All nursery surfaces should be washed regularly and kept dust-free, but areas where baby diapers are changed or where babies spit up or leave other messes require special attention. Add one tablespoon of household bleach to a quart of water and spray it on the affected area, then wipe it off. But never add bleach to another cleaning chemical unless the manufacturer recommends it. Make sure all chemicals have child-resistant closures. Also, use safety latches on cabinets used to store hazardous items such as chemicals, medicines, paint solvents, plastic trash bags, polishes, or waxes. Better yet, keep hazardous items where children can never reach them.
Keep a supply of instant hand sanitizer products available in the bathrooms and at the changing tables.
Other Safety Tips
• Keep window blind cords out of reach by hanging them at the top of the window covering. Better yet, use window coverings that don’t have cords or sashes, and don’t set cribs near windows.
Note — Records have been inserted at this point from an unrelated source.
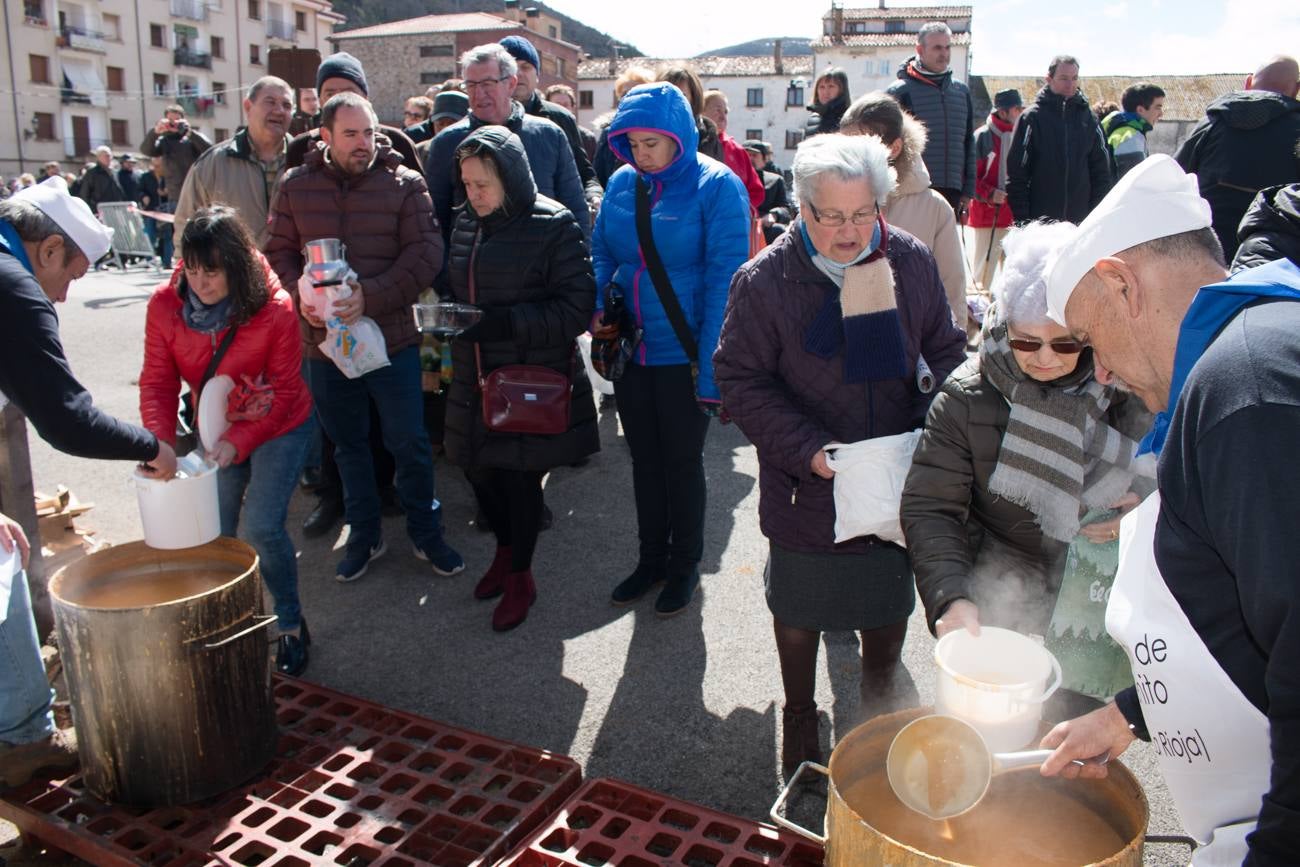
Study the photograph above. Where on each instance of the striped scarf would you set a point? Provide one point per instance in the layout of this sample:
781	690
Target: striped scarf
1058	455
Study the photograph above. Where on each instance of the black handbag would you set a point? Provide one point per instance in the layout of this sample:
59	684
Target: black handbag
186	427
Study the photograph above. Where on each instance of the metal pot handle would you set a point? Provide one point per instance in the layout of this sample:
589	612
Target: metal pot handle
263	621
785	793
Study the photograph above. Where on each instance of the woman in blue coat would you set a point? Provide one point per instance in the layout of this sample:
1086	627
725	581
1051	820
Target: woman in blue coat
700	222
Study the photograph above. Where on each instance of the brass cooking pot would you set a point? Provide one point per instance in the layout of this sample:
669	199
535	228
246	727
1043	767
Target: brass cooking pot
1025	819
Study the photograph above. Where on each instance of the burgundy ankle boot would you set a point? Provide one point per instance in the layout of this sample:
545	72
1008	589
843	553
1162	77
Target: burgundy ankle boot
494	579
512	608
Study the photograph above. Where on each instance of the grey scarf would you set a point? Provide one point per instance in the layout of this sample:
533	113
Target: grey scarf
1058	452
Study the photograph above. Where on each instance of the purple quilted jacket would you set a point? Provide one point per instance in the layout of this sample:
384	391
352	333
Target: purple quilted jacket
791	403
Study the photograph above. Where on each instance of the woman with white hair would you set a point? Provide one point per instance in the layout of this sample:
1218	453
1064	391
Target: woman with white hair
1018	445
819	346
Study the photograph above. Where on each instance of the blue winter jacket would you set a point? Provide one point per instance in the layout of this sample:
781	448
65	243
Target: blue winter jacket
700	219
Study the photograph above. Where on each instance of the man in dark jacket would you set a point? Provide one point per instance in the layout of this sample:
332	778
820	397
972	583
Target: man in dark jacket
1248	141
1270	229
47	239
1058	167
99	183
927	90
180	144
490	81
527	95
358	191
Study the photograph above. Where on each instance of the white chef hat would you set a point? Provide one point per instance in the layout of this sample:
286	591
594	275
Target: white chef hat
1156	199
72	215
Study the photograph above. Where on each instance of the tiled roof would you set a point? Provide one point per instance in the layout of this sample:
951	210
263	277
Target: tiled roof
931	13
424	25
705	66
1186	96
882	40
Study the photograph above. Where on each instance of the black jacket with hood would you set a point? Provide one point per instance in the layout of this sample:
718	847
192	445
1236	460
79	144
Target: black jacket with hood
1058	165
528	258
1247	142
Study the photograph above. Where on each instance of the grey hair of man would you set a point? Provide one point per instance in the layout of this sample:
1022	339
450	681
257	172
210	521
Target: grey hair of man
268	81
1021	290
931	29
345	100
34	225
506	64
843	157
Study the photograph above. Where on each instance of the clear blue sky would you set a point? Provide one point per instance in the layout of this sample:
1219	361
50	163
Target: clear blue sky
1109	37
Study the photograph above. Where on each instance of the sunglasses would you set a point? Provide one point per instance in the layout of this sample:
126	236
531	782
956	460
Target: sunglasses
1060	347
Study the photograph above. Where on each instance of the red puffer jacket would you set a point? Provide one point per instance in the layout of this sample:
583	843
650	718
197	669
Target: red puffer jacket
268	346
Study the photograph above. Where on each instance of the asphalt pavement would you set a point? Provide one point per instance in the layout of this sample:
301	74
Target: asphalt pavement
688	706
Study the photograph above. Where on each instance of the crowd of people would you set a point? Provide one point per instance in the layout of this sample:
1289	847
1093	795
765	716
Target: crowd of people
815	315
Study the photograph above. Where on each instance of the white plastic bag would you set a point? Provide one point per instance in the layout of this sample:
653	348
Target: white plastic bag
354	349
598	382
869	478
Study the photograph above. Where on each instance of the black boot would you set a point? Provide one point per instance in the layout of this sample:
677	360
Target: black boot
636	585
323	519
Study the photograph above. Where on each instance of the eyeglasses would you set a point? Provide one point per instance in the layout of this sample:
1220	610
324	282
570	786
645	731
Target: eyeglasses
1060	347
472	86
836	219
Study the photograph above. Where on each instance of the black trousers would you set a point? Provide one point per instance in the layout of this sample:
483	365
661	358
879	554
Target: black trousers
512	502
666	433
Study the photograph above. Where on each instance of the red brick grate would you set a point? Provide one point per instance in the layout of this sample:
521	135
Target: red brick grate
619	824
351	784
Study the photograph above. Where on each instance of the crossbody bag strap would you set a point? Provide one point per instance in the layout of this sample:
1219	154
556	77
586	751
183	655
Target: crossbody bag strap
662	286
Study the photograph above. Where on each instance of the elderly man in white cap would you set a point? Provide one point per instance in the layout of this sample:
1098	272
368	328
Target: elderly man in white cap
47	239
1207	601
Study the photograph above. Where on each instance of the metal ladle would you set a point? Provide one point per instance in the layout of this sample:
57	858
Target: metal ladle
941	767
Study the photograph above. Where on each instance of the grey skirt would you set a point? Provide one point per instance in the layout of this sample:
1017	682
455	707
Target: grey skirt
833	592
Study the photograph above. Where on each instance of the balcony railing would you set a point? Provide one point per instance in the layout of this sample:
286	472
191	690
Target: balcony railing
191	9
282	30
196	105
82	39
187	57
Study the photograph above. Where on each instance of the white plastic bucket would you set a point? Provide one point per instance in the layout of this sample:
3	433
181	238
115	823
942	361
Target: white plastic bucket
180	512
997	683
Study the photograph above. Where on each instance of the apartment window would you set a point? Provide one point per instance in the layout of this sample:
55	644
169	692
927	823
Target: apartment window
44	125
39	66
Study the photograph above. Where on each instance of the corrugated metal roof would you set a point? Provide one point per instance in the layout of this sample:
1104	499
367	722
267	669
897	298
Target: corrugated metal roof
456	22
705	66
882	40
932	13
1186	96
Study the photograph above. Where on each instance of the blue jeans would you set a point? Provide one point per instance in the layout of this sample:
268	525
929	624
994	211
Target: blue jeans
341	406
258	491
25	694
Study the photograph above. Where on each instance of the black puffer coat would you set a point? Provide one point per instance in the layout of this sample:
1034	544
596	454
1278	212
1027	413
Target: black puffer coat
528	255
1058	165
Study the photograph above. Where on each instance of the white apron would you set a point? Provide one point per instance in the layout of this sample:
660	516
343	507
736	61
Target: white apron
1212	742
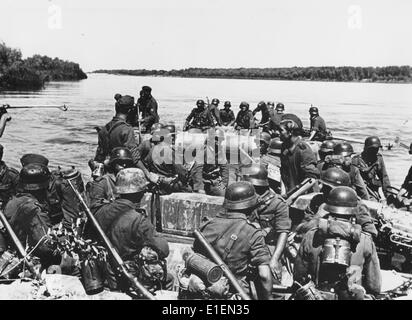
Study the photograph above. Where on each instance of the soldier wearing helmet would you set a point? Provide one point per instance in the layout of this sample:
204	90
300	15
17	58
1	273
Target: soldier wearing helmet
244	118
372	167
342	158
132	234
226	114
339	257
212	175
117	132
102	189
29	211
263	108
272	214
148	108
272	162
214	110
199	118
318	131
298	161
239	242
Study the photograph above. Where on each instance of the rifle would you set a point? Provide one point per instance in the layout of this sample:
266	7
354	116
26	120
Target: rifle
7	106
298	190
120	266
216	259
20	249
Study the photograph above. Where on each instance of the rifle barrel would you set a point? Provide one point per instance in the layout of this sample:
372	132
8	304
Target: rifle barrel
216	259
112	250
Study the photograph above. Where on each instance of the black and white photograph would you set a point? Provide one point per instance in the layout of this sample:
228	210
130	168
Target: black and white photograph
216	151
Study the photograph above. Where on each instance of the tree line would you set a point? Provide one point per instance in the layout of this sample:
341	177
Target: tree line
32	73
367	74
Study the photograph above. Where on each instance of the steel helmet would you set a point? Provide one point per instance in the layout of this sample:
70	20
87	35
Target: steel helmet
244	104
200	103
327	146
215	101
240	196
343	149
275	146
372	142
265	137
130	180
34	176
121	155
335	177
256	174
313	110
342	201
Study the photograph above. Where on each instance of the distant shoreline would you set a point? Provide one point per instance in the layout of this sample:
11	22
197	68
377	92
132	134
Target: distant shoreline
394	75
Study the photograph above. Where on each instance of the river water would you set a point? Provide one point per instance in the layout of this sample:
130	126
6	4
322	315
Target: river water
354	110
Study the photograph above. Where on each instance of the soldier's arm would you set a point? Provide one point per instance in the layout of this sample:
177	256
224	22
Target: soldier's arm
360	186
308	163
372	280
383	176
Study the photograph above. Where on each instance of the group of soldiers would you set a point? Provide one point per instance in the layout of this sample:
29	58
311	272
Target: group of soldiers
335	258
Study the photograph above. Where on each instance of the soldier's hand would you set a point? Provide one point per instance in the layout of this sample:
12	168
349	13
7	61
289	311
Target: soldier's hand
276	268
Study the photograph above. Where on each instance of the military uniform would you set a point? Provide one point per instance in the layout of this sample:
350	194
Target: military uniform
9	179
148	109
101	190
373	172
211	177
245	120
318	124
265	113
116	133
226	116
30	221
364	258
356	179
201	118
298	162
240	243
273	213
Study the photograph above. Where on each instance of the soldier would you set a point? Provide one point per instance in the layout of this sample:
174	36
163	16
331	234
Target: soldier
358	261
326	149
239	243
244	119
63	205
29	212
200	118
263	108
101	190
148	108
117	133
318	131
226	115
298	161
163	166
263	142
372	167
214	110
272	214
329	179
341	158
272	162
9	178
212	176
132	234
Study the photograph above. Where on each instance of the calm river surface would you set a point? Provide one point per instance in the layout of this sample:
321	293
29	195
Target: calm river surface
354	110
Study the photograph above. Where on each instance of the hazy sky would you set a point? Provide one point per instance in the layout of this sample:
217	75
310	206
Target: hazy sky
155	34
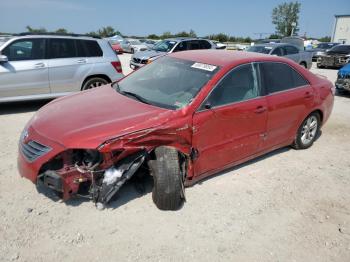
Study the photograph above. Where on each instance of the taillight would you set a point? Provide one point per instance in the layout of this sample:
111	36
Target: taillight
117	66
•Install anti-scald devices on faucets to keep water temperatures below 120 degrees Fahrenheit.
•If the nursery air is dry, consider using a cool-mist humidifier. This is especially helpful during winter months when children have colds. Clean a humidifier frequently to prevent the growth of bacteria and mold.
•Standard, cheap, metal coat hooks are dangerous and can cause seri-ous injury if a child runs into one. Coat hooks must be located where they cannot injure a child. A better solution is a relatively new product called HangSafe Hooks. These strong, plastic hangers offer no sharp corners.
Follow the Rules
Nurseries and daycare centers must operate according to state regulations. This includes appropriate licensing and following guidelines regarding the number of toilets, step stools, sinks, the number of caregivers per child, food storage and preparation, napping facilities, square footage per child, assistance for disabled children, and other issues. While most churches do not
seek licensing of their nurseries, you should still be familiar with all applicable regulations.
In addition to the state, other agencies are involved in daycare licensing, including town or city departments such as zoning, health, building, and fire. Regulations cover many facets, including admission procedures, personnel qualifications, recordkeeping, first aid, and garbage removal. Before you start a nursery or daycare center, research state and local requirements, talk with daycare operators, visit other programs. Then decide exactly what you want in your program.